Así comienzan estos Tres anuncios, con un triángulo argumental en el que se nos presenta a los peculiares agentes sociales del pueblo, el horrible asesinato sucedido meses atrás y la hipnótica personalidad encarnada por Frances McDormand. Un entorno en el que los anodinos acontecimientos de su alterado día a día se suceden a golpe de comedia negra y un ácido y corrosivo humor que constituye todo un acierto con su costumbrista mar de fondo, reflejando tanto su aburrida cotidianidad de valores trasnochados (racismo, machismo y homofobia) como su lado más caricaturesco.

En la primera parte estos excesos provocan la risa y la carcajada, pero sin afectar a su argumento, es más, profundizan en su carga dramática. Un lugar en mitad de la nada en el que la vida está para vivirla y hacer poco más con ella. En el que la policía acepta la imposibilidad por falta de pruebas de no poder resolver la intriga, la incertidumbre y la angustia de no saber quién fue el asesino de una joven que también fue violada. Y está bien que el pasado no sea la trama argumental principal, pero tras un muy conseguido tour de force,  la unión entre aquel y el presente queda desdibujada, haciendo que este avance de manera casi automática, sin una motivación clara, más por inercia que un objetivo claro.

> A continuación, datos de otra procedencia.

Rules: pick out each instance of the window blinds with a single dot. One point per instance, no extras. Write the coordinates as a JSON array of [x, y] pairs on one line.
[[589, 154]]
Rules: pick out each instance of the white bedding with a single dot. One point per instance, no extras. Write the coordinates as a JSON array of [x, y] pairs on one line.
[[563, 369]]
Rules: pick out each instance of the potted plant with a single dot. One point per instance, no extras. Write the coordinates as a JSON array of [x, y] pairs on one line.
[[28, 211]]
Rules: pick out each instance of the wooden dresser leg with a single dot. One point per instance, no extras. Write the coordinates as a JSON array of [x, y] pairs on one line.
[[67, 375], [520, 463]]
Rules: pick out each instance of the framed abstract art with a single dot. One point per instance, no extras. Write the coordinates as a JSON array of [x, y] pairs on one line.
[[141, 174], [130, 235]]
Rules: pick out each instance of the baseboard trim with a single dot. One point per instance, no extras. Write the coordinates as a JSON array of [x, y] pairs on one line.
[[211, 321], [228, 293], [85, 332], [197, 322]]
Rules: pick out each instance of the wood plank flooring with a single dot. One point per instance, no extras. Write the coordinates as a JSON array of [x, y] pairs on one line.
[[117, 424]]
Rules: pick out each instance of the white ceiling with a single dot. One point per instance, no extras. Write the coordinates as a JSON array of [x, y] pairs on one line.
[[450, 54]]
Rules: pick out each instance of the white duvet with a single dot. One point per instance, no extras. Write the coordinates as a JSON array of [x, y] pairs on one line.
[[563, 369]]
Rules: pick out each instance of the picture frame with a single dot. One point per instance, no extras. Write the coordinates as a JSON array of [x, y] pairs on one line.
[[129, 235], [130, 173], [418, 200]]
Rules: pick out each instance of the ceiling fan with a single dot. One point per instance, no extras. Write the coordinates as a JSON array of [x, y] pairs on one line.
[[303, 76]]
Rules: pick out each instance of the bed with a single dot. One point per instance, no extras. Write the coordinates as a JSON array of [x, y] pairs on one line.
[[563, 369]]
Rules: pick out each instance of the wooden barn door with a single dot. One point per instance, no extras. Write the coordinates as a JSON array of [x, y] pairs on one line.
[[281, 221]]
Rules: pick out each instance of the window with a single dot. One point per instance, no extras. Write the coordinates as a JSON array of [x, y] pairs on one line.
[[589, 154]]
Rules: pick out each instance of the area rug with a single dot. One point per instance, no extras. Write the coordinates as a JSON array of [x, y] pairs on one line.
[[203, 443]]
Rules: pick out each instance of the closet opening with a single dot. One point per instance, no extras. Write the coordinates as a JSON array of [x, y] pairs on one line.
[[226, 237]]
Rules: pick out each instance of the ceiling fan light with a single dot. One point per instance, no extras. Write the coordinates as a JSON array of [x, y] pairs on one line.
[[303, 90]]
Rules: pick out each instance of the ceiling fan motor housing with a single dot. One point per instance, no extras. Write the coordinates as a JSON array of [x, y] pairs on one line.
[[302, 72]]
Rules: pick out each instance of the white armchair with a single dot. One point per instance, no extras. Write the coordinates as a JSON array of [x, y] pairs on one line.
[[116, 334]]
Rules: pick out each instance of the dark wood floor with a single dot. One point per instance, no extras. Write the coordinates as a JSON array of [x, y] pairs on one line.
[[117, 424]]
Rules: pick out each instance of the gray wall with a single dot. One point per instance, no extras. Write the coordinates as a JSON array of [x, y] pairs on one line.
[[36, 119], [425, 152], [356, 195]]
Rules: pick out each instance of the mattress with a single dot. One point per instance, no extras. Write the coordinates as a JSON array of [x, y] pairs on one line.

A partir de ese momento los excesos y los paroxismos en la historia de esta mujer que encarna que el fin justifica los medios, con los que pone a prueba algunos de nuestros prejuicios (la apariencia física), se convierten en una excusa –algunas maquilladas como catarsis personales- para hacer que la película avance, en lugar de ser sátiras que le den amplitud como había sucedido previamente. Todo lo que antes había resultado creíble, ahora es ya solo ficción, lo que nos había tenido en tensión ahora es únicamente entretenido. Eso sí, muy bien construido cinematográficamente, con una excelente factura técnica y unos soberbios trabajos interpretativos de Sam Rockwell y de quien ya ganara el Oscar a la mejor interpretación femenina por Fargo en 1997 y que quizás vuelva a hacerlo por ser, sin duda alguna, lo mejor de estos Tres anuncios en las afueras.